Rencontre en juillet
Bashar Kiwan, contacté via la messagerie WhatsApp a confirmé avoir eu des discussions avec Dhoulkamal. « Je confirme qu’il a pris contact avec moi. On s’est rencontré à plusieurs reprises. Sur les deux photos, il y en une prise le 12 juillet et une autre le 27 octobre 2022 », a-t-il répondu, confirmant dans la foulée la véracité des échanges qu’il a eus sur WhatsApp avec le porte-parole du gouvernement, Houmed Msaidie. Dans ces messages qui circulent en ligne, le ministre propose à l’homme d’affaires tombé en disgrâce depuis une dizaine d’années de rencontrer le chef de l’État, Azali Assoumani, lors de son passage à Paris, au mois de juillet. Selon toujours les captures d’écran, Msaidie assure à son interlocuteur qu’il sera gracié s’il accepte de donner un témoignage qui enfoncera son ancien ami, l’ex-raïs Sambi. Une offre que Bashar a déclinée selon ses mots.
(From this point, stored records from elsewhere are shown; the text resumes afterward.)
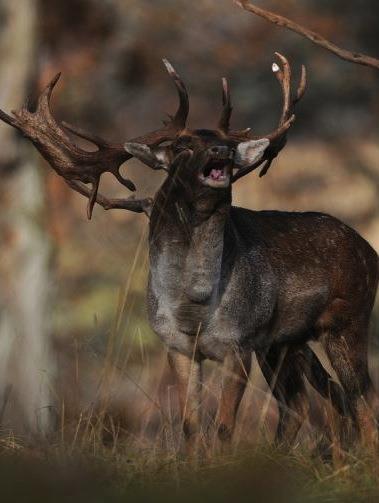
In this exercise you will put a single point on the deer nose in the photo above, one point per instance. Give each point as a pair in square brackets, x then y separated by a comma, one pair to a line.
[219, 151]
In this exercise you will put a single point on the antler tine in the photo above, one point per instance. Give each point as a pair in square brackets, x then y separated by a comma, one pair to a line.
[224, 122]
[278, 138]
[302, 85]
[283, 76]
[180, 119]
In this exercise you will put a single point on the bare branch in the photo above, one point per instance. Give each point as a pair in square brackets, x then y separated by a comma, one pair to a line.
[353, 57]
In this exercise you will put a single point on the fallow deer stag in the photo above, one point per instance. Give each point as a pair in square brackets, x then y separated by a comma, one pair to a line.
[226, 281]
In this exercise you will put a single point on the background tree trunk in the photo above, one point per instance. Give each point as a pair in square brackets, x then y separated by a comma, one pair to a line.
[26, 362]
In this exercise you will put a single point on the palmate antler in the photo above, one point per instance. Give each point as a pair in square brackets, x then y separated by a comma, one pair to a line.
[79, 167]
[278, 138]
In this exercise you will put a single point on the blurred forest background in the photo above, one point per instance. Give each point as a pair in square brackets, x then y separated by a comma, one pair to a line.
[75, 345]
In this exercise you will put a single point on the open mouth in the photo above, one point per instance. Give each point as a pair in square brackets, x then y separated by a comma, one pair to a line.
[217, 172]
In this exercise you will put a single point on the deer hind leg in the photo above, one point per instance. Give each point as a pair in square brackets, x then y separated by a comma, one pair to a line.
[187, 373]
[236, 371]
[323, 383]
[347, 350]
[282, 370]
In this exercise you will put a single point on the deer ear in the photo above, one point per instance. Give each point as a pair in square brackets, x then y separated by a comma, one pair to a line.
[249, 152]
[154, 158]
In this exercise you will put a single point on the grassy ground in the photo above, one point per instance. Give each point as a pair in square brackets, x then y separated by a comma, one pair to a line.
[124, 473]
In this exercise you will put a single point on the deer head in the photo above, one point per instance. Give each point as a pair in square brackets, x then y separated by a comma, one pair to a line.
[198, 158]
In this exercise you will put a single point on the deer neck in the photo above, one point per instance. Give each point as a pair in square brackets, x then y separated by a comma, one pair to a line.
[187, 241]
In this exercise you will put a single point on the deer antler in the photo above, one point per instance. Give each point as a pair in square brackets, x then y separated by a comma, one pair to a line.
[227, 108]
[78, 166]
[278, 138]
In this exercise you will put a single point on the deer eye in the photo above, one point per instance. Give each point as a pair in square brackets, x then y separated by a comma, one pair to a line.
[180, 147]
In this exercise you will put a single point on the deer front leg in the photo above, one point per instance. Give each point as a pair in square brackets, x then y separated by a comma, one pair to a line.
[236, 369]
[187, 372]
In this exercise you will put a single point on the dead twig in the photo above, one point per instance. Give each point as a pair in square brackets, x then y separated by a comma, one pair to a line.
[353, 57]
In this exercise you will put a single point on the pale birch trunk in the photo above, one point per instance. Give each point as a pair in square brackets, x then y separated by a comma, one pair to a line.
[26, 362]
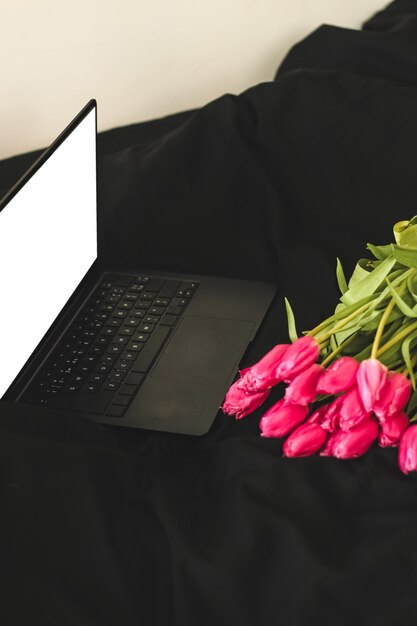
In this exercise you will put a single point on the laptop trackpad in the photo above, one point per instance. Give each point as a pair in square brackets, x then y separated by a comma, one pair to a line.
[204, 349]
D’après lui, un projet de grâce sur des condamnations prononcées à Moroni à son encontre, ainsi que des anciens directeurs des sociétés qu’il dirigeait au moment où il faisait la pluie et le beau temps dans l’archipel, a été proposé en contrepartie. « Je leur ai dit que j’étais prêt à témoigner afin de faire la lumière sur les contrats signés avec les Émirats, mais je ne peux valider des fausses accusations. Je refuse de valider ce rapport qui est une pure invention, rédigé sans preuves », confie-t-il avant de préciser que cela fait plus de dix ans qu’il n’est plus en contact avec Sambi, encore moins les autres inculpés dans cette affaire dont l’audience suit son cours, malgré le désistement des avocats de l’ancien président.
Plainte à Paris
Ces derniers ont d’ailleurs tenu une conférence de presse dans un hôtel de Moroni, ce mardi, pour apporter des éclaircissements sur les raisons qui ont poussé leur client à ne pas se présenter. La défense a également annoncé qu’elle porterait plainte devant le doyen des juges d’instruction du tribunal de Paris pour tentative de subornation de témoins suite à ces révélations citées précédemment. « Nous exigeons l’arrêt du procès et l’ouverture d’une enquête pour tout clarifier. Notre client doit être remis en liberté », a plaidé, devant la presse, maître Jan Fermon. Son confrère, Me Ahamada Mahamoud donne raison à l’ex-raïs qui, selon lui, est prêt à répondre à la justice dès lors que toutes les règles seront respectées. L’avocat de l’État comorien, Me Sossah, pense en revanche que Sambi aurait dû y rester pour révéler la vérité sur le programme de la citoyenneté même si la cour n’est pas habilitée à le juger. Ce mardi, le conseiller de l’ancien vice-président, Mohamed Ali Soilihi, a quitté le procès.
A la barre, il ne reste plus désormais deux Comoriens parmi les onze qui comparaissent devant la cour de sûreté de l’Etat : Mohamed Bacar Dossar et Nourdine Bourhane. Selon le calendrier qui avait été publié par le parquet, le procès devait prendre fin ce mercredi. Mais au rythme où vont les choses, il pourrait continuer jusqu’au 24 novembre.